JavaScript Poetry

I set myself the slightly odd challenge of creating a few interactive poems using JavaScript elements. I plan to do this every so often for a while.1 Each creation will have my own poetry,2 an image, and some element of JavaScript driven interactivity that relates to the poem. The theme came about because I was reading Don’t Bump the Glump to my youngest. I like playing with words and have a long list of strange ideas that I’ve never brought any further. I also want to keep learning JavaScript and to mess with a variety of js libraries. On the art/drawing side, I’m working on my vector drawing skills in Illustrator.

The two examples I’ve done so far have just been thrown up as bare bones HTML sites3 and have used completely different js libraries. They’re both built off already existing examples that I modified. I don’t consider that cheating but will probably move more towards from scratch construction as I get better at things.

The Grabbit

The goal: Eyes that will track mouse movement. It’s iframed in above but the full size page is here.
The start: A brief search led me to this Code Pen. It uses jQuery as the main library.

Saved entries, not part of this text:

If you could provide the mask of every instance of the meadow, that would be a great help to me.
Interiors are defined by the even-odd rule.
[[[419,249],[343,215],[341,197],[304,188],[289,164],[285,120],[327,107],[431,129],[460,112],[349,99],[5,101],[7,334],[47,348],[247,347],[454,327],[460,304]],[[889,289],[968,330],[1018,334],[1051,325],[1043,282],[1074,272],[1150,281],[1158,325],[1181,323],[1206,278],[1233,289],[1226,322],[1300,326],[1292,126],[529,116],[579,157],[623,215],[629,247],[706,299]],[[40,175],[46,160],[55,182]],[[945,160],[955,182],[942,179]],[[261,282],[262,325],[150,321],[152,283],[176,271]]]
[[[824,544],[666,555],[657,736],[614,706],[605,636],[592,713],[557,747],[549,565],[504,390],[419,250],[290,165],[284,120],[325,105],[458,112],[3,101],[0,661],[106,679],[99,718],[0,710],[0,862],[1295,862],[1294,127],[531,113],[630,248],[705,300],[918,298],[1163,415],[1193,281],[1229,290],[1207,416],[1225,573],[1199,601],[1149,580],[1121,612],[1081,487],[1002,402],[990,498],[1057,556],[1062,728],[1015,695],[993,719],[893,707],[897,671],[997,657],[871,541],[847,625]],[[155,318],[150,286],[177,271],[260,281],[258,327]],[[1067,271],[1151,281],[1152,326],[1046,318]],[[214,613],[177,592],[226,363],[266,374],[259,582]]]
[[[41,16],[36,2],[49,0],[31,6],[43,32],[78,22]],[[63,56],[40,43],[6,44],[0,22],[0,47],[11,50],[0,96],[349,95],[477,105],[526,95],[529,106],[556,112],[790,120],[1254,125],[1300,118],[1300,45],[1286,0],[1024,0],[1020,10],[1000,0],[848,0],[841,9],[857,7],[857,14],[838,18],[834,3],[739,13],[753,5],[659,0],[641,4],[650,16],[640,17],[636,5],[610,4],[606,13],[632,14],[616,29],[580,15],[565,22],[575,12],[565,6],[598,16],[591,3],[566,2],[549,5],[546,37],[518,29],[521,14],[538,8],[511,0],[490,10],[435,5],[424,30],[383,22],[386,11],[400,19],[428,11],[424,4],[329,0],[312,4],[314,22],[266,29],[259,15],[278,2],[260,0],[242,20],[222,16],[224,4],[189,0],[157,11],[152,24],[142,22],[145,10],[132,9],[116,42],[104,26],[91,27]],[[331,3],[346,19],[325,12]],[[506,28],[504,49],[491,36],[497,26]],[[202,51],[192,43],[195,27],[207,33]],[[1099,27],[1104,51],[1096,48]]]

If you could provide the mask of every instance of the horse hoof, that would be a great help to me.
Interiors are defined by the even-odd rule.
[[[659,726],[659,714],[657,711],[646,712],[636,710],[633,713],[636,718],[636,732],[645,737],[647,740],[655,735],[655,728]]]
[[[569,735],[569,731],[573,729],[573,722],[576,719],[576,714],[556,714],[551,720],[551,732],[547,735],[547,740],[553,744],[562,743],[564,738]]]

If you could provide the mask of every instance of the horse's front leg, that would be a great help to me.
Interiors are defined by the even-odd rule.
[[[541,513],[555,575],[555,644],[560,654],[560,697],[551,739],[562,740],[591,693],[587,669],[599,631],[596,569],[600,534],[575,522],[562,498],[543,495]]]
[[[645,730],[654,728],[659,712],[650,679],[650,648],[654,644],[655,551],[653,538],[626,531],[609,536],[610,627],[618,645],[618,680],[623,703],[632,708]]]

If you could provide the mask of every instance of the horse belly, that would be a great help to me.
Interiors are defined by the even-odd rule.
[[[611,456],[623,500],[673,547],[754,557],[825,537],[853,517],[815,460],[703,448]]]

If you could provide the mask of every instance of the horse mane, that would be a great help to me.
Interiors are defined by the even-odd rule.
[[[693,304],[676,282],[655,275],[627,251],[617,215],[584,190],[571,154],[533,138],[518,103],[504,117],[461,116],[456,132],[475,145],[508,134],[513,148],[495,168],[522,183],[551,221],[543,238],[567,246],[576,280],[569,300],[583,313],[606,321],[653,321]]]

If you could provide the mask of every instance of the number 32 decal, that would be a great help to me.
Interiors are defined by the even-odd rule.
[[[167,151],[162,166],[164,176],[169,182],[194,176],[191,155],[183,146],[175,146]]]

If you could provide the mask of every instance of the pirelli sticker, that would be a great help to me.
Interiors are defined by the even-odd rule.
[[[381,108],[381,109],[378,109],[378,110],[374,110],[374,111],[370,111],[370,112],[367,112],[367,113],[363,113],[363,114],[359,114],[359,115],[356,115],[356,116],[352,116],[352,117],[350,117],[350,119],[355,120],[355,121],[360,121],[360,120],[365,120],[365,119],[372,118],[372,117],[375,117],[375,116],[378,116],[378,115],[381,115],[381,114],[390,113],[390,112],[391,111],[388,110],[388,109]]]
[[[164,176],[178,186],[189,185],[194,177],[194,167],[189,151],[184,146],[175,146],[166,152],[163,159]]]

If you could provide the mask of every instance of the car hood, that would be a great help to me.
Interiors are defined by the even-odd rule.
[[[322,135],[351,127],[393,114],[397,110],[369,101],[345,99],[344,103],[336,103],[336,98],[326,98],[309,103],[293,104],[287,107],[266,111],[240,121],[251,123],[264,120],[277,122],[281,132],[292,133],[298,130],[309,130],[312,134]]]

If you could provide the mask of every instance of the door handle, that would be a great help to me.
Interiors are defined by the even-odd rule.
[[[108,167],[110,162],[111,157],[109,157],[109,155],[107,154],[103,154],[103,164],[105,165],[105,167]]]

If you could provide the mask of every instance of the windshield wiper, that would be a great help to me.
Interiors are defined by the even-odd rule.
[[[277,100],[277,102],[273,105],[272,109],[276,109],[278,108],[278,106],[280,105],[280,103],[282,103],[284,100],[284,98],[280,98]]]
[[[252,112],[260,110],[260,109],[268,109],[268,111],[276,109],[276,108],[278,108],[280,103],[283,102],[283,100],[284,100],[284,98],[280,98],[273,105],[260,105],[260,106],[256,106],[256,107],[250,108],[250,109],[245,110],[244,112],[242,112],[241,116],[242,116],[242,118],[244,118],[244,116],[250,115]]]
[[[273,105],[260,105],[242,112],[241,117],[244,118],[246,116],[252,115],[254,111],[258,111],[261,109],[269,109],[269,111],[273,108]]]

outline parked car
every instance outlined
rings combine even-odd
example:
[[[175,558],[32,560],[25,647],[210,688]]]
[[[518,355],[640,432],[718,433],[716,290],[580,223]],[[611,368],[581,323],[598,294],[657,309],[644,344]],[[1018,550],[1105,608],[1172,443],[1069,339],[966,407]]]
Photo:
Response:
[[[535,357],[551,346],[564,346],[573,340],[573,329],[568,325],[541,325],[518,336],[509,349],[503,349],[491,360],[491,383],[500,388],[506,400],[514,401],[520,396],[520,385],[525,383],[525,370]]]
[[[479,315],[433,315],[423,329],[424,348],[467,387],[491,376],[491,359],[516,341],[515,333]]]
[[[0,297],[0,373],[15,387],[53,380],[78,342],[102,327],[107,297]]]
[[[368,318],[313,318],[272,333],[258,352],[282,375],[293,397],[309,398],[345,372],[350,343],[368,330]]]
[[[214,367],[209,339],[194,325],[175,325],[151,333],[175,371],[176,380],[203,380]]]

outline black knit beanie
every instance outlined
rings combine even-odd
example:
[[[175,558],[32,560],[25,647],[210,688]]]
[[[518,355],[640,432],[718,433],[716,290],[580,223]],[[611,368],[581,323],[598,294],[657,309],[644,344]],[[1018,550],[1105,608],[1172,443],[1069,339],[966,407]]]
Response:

I’ve got think more about mobile when doing interactive stuff with js. I think I can switch out jQuery for the mobile device versions and start using the virtual mouse events but there’s a different vocabulary and structure to many things when you do this. Obvious but not instinctual for me. I’m rewriting this one to deal with mobile because it will be so much more fun to follow a finger around the screen.

The Chameleon

The goal: The chameleon is so fast it cannot be caught and it changes colors each time, you know, like a chameleon. It’s iframed in above but the full size page is here.
The start: This example is built of the svg.js library and was inspired4 by their demo example here. I played with some of the parameters to keep the chameleon around. I also added a chunk so that on mobile it’d jump when clicked rather than avoiding the mouse hover. That’s a poor replacement but sort of works for the moment.

I did learn how to get SVG code out of Illustrator which I hadn’t done before. Not a monumental feat, just a new one. Google also has an SVG drawing tool that might come in handy.
svg


1 I’m not big on the every day stuff.

2 Quality will vary.

3 I may also go back and prettify the js externally (or at least in the header) as Alan recommended.